15. Understand Human Mating Strategies
Explore ‘The Evolution of Desire’ for a broad overview of human mating strategies, including what people want in a mate, tactics of attraction and retention, and the causes of divorce.
16. Gain Broad Evolutionary Psychology Knowledge
Read ‘Evolutionary Psychology: The New Science of the Mind’ for a comprehensive understanding of evolved human behaviors beyond mating, covering survival problems, fears, kin, family, friendships, and social hierarchies.
8 Key Quotes
If members of one sex agree with one another about the qualities that are desired, then those of the opposite sex who possess the desired qualities or embody those desired qualities, they have a mating advantage.
David Buss
The costs of making a bad mate choice are much heavier for women when it comes to sexual behavior, certainly.
David Buss
It's not just that men are these superficial creatures who evaluate women on the basis of appearance. There's an underlying logic to why they do so.
David Buss
The guy doesn't smell right.
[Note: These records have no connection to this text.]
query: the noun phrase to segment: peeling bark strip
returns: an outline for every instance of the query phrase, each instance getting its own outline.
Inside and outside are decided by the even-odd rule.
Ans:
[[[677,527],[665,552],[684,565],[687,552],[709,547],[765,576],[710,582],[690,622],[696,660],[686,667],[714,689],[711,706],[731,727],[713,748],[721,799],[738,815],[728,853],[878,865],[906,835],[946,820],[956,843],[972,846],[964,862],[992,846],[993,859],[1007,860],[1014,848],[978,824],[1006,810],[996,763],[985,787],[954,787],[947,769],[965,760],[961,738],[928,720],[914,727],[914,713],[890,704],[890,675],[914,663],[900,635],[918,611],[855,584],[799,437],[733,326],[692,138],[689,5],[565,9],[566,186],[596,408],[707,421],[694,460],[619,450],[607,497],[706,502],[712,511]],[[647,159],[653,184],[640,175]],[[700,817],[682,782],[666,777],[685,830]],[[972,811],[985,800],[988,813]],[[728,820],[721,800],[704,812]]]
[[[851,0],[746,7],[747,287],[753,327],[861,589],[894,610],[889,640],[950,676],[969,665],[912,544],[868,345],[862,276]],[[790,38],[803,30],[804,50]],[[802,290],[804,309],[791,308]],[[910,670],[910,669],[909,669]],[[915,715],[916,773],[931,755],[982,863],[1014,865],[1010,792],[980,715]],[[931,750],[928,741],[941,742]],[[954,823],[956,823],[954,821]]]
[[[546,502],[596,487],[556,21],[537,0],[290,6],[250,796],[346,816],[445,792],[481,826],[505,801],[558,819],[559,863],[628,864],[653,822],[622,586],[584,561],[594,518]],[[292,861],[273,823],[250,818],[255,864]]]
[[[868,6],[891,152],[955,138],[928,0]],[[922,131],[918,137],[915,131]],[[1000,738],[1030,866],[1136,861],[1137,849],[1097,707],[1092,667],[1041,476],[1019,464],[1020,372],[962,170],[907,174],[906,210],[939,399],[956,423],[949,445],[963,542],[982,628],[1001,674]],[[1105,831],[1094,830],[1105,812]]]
Even if he embodies all the other qualities women want, that's a deal breaker.
David Buss
Jealousy is an evolved emotion that serves several adaptive functions.
David Buss
If you combine dark triad traits with the dispositional pursuit of a short-term mating strategy, that's an especially deadly combination.
David Buss
One of the scariest things about stalking is that sometimes it works.
Andrew Huberman
Our self-evaluation, I think, does track mate value to some extent.
David Buss
1 Protocols
Assessing Emotional Stability in a Potential Long-Term Mate
David Buss- Meet for a cup of coffee to assess initial cues like olfactory, auditory, and physical qualities.
- Go on a trip together, especially to an unfamiliar environment.
- Observe how the person responds to stress and unfamiliar situations, as this reveals their emotional stability.